I was wondering what the experts among you think of this idea.
I have a terrain that consists of 64 x 64 vertices. I generate a light map (a 64 x 64 array of light value entries) using a pretty simple algorithm. And I have a terrain texture which is 512 x 512 pixels. Now I could apply the light map in (at least) two ways:
Use the light map to set the terrain vertex colors appropriately. Draw the scene without the terrain texture, and then draw the scene with the terrain texture using GL_MODULATE.
Use the light map as a texture. Draw the scene with the light map texture, and then draw the scene with the terrain texture using the appropriate blend function. Those two steps could be replaced by one step if you used multitexturing.
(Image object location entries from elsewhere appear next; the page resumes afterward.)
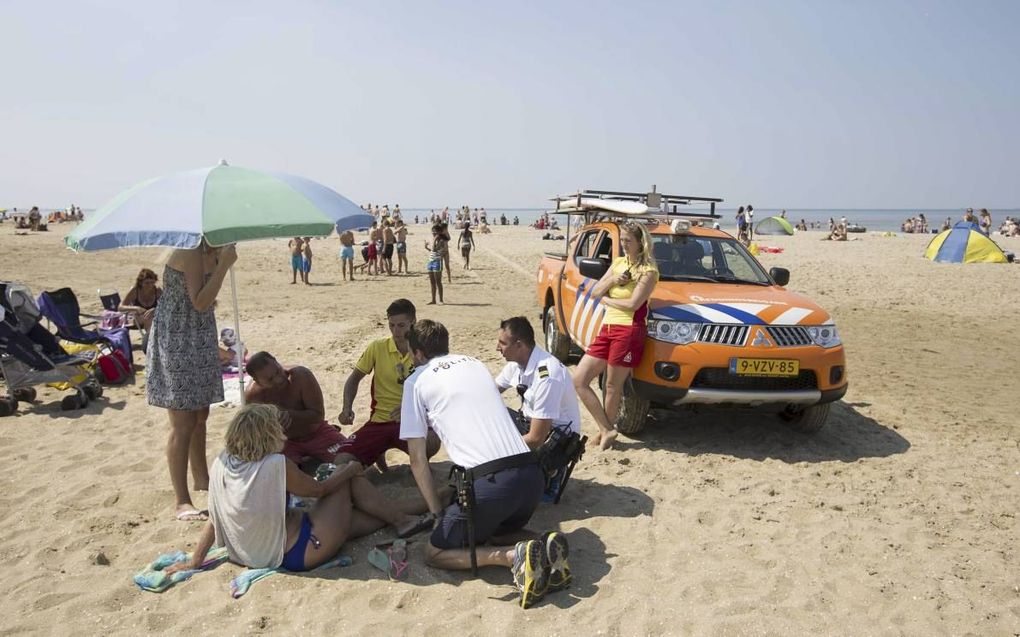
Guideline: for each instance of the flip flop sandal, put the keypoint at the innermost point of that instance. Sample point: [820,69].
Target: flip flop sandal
[398,561]
[379,559]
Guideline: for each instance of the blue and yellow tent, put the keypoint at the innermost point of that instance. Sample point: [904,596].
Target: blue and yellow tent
[964,244]
[773,225]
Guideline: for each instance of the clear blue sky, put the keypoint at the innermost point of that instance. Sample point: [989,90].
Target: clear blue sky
[799,104]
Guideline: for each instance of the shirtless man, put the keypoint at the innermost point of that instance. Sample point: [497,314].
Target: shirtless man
[309,437]
[306,260]
[295,246]
[401,232]
[347,254]
[389,240]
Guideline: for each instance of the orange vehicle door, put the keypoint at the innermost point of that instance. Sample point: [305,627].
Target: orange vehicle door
[584,318]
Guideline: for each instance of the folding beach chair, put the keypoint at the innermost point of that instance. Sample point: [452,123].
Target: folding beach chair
[31,356]
[61,309]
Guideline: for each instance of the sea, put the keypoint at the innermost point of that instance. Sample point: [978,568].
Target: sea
[878,220]
[873,219]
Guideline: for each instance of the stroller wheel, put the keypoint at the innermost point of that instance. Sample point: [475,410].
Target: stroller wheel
[28,394]
[93,390]
[8,406]
[75,401]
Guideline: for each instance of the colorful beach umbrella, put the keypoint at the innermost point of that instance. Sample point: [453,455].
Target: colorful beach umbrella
[964,243]
[221,204]
[773,225]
In the first method, you get what I think is called Mach banding, which is a common problem with per-vertex lighting. In the second method you also get Mach banding. In the second method, my light map texture is 64 x 64 pixels, and so probably there will be quite a bit of zooming involved (I used GL_LINEAR) in displaying it. My idea was to use a nice bicubic interpolation algorithm to zoom the light map texture myself beforehand to 512 x 512 pixels. Then use that zoomed light map as the light map texture. I tried it out and it seemed to reduce Mach banding significantly, and produce a nicer looking scene.
What do you think? I’m sure someone else has thought of this idea before, but I’m wondering if there are any criticisms of the idea or maybe suggestions for improvement.
OK… i have no idea what match banding ist, but when you get it anyway, with both methods, it doesn’t matter anyway, right?
when using method no 1 then there is no need to draw with two passes, just modulate the vertex colors with your lightmap and use GL_MODULATE as texture paramter, and that’s it.
when using the second method and a larger lightmap looks better, then obviously its better to use such one. Maybe its best to calculate a 512x512 lightmap instead of a 64x64 lightmap then, rather than zooming the small one.
Crazy situation anyway… have you ever thouht about simply using normal vectors instead of a lightmap?
Originally posted by JanHH: OK… i have no idea what match banding ist, but when you get it anyway, with both methods, it doesn’t matter anyway, right?
Well, it does matter when the second one, suitably modified (with the zoom), has significantly less Mach banding.
when using method no 1 then there is no need to draw with two passes, just modulate the vertex colors with your lightmap and use GL_MODULATE as texture paramter, and that’s it.
Ah, of course, I’m so silly! Thanks for that tip.
when using the second method and a larger lightmap looks better, then obviously its better to use such one. Maybe its best to calculate a 512x512 lightmap instead of a 64x64 lightmap then, rather than zooming the small one.
That’s a possibility. But then I would need to interpolate height values in between vertices. Sort of generate a 512x512 heightfield from a 64x64 heightfield, but only use the 512x512 one for the lightmap. Sounds interesting.
Crazy situation anyway… have you ever thouht about simply using normal vectors instead of a lightmap?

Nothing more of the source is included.